At a meeting in Bombay (present-day Mumbai) in 1896, this man complained that Europeans sought to degrade Indians to the level of the “raw kaffir, whose occupation is hunting and whose sole ambition is to collect a certain number of cattle to buy a wife with, and then pass his life in indolence and nakedness.”
Some 108 years after that statement was made, a black man, former president Sir Ketumile Masire, received an award in honour of the same person who expressed those remarks about black people.
Exactly how long that street in Gerald Estate will retain that name is unclear but the mayor, Shadrack Nyeku, says that there may be need to look into the matter. If the evidence is compelling, the council may consider renaming the street. Nyeku adds that in the future it may also be necessary to run a thorough background check on people whose names are adopted for naming streets.
The process of naming streets begins at the kgotla where members of the communities are asked to suggest names.
“People suggest names of famous people and if the meeting agrees, then the name is adopted,” Nyeku says.
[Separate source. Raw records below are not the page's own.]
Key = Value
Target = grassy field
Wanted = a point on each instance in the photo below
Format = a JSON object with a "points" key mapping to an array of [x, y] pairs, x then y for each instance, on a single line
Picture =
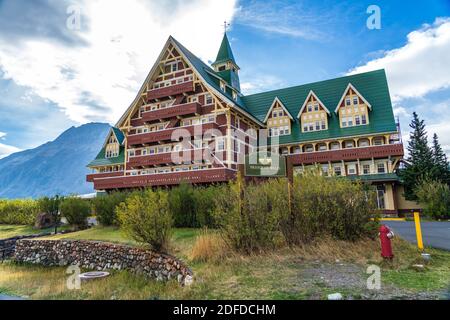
{"points": [[310, 272], [10, 231]]}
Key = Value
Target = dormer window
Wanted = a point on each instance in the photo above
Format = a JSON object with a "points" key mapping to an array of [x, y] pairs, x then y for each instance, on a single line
{"points": [[353, 109], [313, 114]]}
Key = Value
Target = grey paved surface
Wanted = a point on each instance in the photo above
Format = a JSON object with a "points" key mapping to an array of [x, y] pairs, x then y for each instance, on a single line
{"points": [[435, 234]]}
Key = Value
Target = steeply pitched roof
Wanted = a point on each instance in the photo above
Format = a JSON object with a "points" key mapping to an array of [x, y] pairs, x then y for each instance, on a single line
{"points": [[101, 159], [225, 53], [372, 85]]}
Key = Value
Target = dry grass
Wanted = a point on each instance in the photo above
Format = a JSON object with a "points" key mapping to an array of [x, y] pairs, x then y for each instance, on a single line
{"points": [[208, 247]]}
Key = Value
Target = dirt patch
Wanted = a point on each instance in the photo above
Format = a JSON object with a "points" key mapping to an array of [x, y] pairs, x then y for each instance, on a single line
{"points": [[351, 281]]}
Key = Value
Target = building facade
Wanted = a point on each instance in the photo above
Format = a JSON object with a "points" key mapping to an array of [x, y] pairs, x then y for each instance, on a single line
{"points": [[190, 122]]}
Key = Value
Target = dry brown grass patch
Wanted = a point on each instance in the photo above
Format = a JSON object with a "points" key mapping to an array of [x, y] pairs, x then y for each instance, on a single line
{"points": [[208, 247]]}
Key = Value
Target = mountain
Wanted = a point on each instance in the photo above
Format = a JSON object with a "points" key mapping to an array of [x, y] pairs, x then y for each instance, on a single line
{"points": [[57, 167]]}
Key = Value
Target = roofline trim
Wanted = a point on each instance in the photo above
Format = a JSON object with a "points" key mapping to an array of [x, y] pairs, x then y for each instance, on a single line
{"points": [[282, 106]]}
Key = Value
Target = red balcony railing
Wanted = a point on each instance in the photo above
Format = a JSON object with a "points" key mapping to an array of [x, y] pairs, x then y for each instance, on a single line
{"points": [[166, 158], [164, 179], [168, 134], [91, 177], [348, 154], [178, 110], [172, 90]]}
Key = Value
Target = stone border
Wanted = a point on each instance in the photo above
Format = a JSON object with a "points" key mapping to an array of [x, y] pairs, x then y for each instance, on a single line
{"points": [[94, 255]]}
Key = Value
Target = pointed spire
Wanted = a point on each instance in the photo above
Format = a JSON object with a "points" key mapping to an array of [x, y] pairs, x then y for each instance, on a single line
{"points": [[225, 53]]}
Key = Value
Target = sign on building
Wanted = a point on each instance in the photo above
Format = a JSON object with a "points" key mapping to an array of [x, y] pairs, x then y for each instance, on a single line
{"points": [[265, 164]]}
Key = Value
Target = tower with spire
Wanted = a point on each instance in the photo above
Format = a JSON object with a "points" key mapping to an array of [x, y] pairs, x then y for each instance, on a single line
{"points": [[226, 66]]}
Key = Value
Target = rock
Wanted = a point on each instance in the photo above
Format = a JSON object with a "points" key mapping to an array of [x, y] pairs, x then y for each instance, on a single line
{"points": [[335, 296]]}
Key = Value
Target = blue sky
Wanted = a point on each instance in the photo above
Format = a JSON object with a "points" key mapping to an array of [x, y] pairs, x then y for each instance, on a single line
{"points": [[53, 76]]}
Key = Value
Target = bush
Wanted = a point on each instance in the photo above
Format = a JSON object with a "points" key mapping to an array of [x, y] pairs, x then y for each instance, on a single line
{"points": [[192, 207], [145, 217], [105, 207], [76, 211], [182, 206], [51, 206], [208, 247], [329, 206], [22, 212], [435, 196], [261, 216], [247, 218]]}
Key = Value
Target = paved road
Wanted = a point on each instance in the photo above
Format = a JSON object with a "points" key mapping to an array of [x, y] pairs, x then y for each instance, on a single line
{"points": [[435, 234]]}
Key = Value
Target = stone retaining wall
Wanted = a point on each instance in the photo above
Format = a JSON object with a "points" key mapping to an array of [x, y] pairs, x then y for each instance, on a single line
{"points": [[7, 246], [102, 256]]}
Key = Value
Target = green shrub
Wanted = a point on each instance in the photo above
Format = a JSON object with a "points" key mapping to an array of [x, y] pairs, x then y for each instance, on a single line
{"points": [[248, 220], [76, 211], [146, 218], [329, 206], [51, 206], [22, 212], [182, 206], [435, 196], [105, 207]]}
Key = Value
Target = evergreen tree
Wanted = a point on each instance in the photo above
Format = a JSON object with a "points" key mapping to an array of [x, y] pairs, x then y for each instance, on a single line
{"points": [[419, 163], [441, 169]]}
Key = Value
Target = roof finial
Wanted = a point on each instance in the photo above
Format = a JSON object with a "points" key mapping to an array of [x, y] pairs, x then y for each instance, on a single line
{"points": [[225, 26]]}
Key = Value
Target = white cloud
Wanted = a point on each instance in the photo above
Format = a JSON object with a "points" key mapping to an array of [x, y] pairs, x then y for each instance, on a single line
{"points": [[261, 83], [98, 81], [419, 67]]}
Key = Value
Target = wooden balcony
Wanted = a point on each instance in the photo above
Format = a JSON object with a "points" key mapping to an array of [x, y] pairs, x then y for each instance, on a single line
{"points": [[172, 90], [169, 134], [348, 154], [166, 158], [178, 110], [91, 177], [165, 179]]}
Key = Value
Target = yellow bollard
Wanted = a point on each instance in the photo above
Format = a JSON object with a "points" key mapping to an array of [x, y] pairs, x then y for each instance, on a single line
{"points": [[418, 231]]}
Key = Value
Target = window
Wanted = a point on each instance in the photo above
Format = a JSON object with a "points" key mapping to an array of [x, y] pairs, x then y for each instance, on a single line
{"points": [[335, 146], [378, 141], [220, 144], [381, 168], [317, 125], [337, 171], [366, 168], [381, 190], [208, 99], [351, 169], [363, 119]]}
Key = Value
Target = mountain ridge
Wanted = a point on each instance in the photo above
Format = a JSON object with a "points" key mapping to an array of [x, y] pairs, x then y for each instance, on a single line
{"points": [[55, 167]]}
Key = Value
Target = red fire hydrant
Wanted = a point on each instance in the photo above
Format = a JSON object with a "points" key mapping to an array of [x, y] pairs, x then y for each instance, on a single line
{"points": [[385, 239]]}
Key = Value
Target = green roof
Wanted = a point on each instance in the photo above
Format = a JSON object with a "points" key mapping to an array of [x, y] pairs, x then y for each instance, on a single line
{"points": [[119, 134], [372, 85], [101, 159], [376, 177], [225, 53]]}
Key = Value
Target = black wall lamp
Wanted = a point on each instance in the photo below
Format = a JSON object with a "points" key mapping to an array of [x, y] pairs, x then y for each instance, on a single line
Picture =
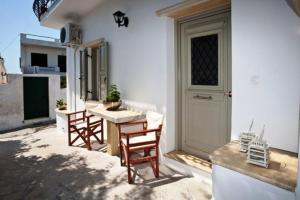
{"points": [[121, 19]]}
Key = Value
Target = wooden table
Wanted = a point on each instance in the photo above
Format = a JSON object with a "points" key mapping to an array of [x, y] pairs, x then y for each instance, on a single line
{"points": [[114, 118]]}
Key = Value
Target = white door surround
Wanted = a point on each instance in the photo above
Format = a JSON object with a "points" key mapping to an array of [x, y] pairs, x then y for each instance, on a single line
{"points": [[203, 104]]}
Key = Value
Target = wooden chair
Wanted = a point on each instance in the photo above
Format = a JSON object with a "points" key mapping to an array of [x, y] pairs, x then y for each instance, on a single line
{"points": [[146, 139], [84, 126]]}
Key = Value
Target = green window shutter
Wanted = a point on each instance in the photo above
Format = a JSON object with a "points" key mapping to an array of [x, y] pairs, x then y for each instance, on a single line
{"points": [[83, 74], [103, 71]]}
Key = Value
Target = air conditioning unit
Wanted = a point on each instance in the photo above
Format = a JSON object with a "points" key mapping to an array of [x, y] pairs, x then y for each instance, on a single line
{"points": [[70, 35]]}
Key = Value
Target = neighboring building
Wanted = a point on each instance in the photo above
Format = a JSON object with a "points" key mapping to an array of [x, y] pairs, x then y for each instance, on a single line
{"points": [[183, 59], [42, 55], [3, 75]]}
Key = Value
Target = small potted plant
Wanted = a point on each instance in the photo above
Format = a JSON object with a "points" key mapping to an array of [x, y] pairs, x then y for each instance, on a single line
{"points": [[112, 101], [61, 104]]}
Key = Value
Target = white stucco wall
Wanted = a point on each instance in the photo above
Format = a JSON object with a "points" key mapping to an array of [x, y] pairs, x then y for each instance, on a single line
{"points": [[52, 53], [266, 70], [11, 101], [139, 54]]}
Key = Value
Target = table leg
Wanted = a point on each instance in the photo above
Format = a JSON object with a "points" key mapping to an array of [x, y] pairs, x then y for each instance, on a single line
{"points": [[112, 139]]}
At one such meeting, someone suggested the name of Mahatma Gandhi, founder of India, and received support of those at the meeting. The result was that a Gerald Estate street currently bears his name. However, there is a problem with that name because its owner espoused the crudest type of anti-black racism that revealed itself when he lived in South Africa. Arriving in Johannesburg, Gandhi started a newspaper called Indian Opinion that he used to advocate for the rights of indentured Indian servants as well as to publish some of the most virulently anti-black sentiments.
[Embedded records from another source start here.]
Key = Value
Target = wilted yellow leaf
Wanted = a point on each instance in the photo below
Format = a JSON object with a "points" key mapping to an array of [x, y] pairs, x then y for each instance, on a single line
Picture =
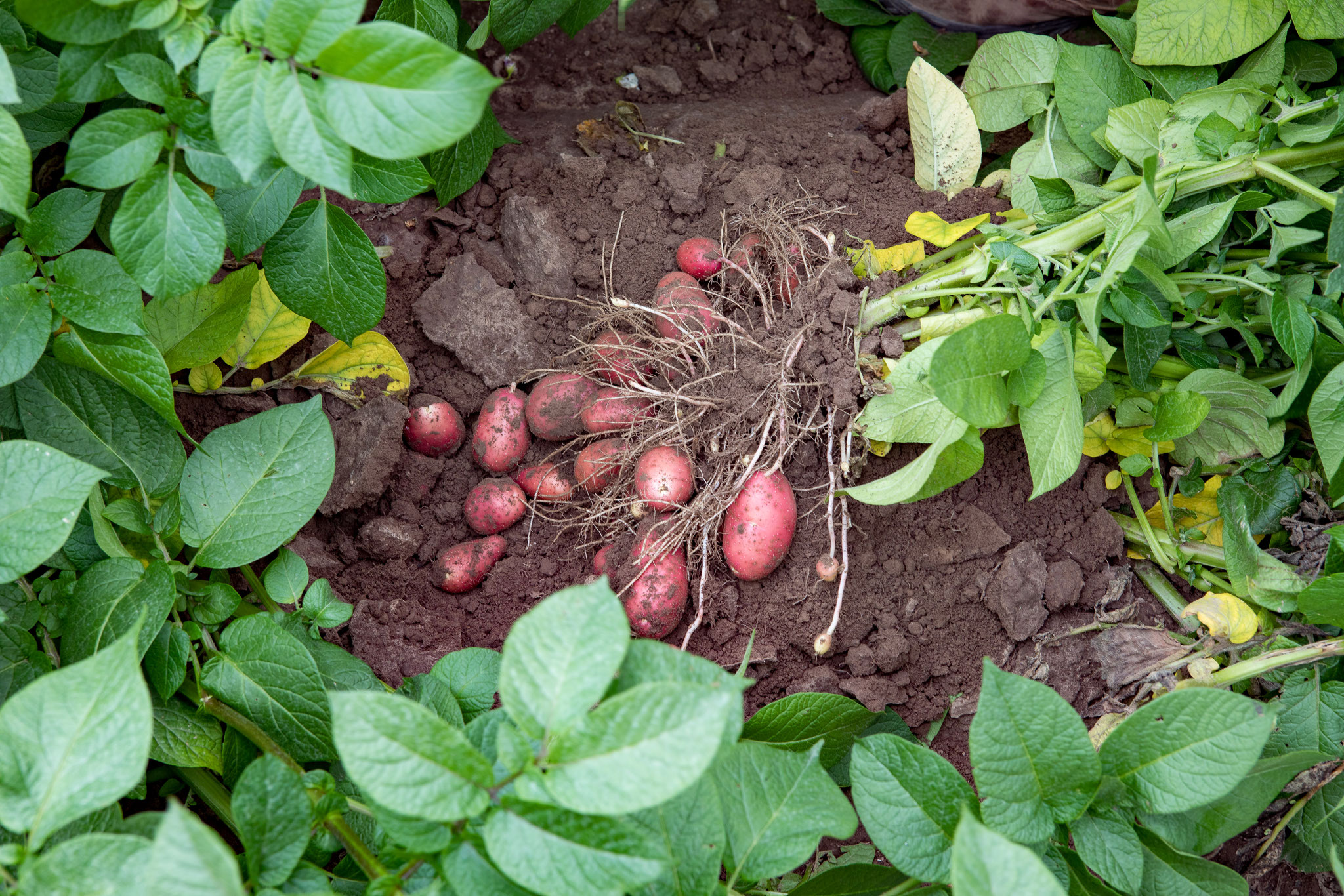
{"points": [[369, 356], [931, 228], [1225, 614], [203, 378], [269, 331]]}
Now widely regarded as a proponent of non-violent protest (Masire received the Mahatma Gandhi International Peace Award), there is ample evidence that shows that Gandhi embraced violence. He supported the British in their war against the Zulu and urged other Indians to follow suit. Upon joining the war effort, Gandhi was made Sergeant-Major and later won a medal for his war duties.
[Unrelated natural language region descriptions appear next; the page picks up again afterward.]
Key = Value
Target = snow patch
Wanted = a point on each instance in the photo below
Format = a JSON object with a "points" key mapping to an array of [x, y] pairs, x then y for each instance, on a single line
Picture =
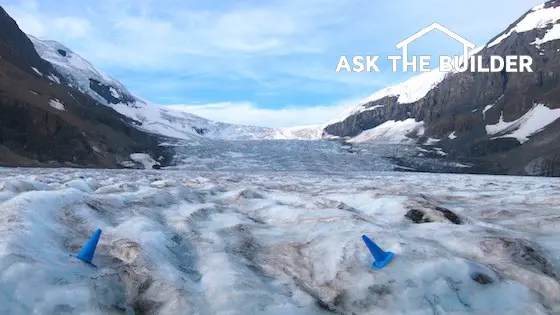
{"points": [[114, 92], [452, 136], [145, 159], [527, 125], [431, 141], [391, 131], [539, 17], [56, 104], [37, 71], [54, 78]]}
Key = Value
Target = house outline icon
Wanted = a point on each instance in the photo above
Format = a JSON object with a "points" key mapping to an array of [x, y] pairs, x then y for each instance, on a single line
{"points": [[435, 26]]}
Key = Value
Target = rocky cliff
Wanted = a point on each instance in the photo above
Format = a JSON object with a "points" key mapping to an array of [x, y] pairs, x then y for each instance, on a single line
{"points": [[500, 121], [46, 122]]}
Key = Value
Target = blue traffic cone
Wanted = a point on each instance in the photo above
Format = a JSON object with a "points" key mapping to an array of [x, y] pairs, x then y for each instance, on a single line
{"points": [[382, 258], [86, 254]]}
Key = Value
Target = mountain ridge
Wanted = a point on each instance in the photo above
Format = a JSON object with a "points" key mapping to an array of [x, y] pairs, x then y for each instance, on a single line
{"points": [[458, 109]]}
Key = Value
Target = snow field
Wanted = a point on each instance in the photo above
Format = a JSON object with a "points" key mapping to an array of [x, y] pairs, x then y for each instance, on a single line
{"points": [[276, 243]]}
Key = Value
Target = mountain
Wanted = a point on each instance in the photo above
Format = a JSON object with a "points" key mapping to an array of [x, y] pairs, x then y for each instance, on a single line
{"points": [[506, 123], [163, 120], [45, 121], [59, 110]]}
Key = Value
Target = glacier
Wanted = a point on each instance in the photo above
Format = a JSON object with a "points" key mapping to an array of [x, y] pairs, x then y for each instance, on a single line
{"points": [[280, 234]]}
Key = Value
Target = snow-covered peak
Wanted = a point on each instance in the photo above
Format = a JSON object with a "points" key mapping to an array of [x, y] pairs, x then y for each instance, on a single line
{"points": [[80, 73], [539, 17], [163, 120], [409, 91]]}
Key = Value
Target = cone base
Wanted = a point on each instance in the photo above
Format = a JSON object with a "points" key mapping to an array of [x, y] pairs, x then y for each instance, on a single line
{"points": [[382, 263], [87, 262]]}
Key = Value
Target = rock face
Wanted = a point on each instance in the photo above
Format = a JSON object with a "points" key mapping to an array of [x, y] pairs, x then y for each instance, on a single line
{"points": [[44, 122], [459, 107]]}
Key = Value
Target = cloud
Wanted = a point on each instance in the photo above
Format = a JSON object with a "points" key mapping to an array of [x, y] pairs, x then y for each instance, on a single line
{"points": [[63, 27], [247, 113]]}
Lately, revisionists have begun to poke holes in Gandhi’s legacy. As late as 2005, a member of the United States Congress called Edolphus Towns condemned Gandhi for his views on black people during a congressional debate. Towns quoted extensively from a Gandhi biography published by Colonel G. B. Singh, a United States army colonel. The book is called ‘Gandhi: Behind the Mask of Divinity.’ At the unveiling of Gandhi’s statue in central Johannesburg in October 2003, some black South Africans protested the honouring of a man who never hid his contempt for black people.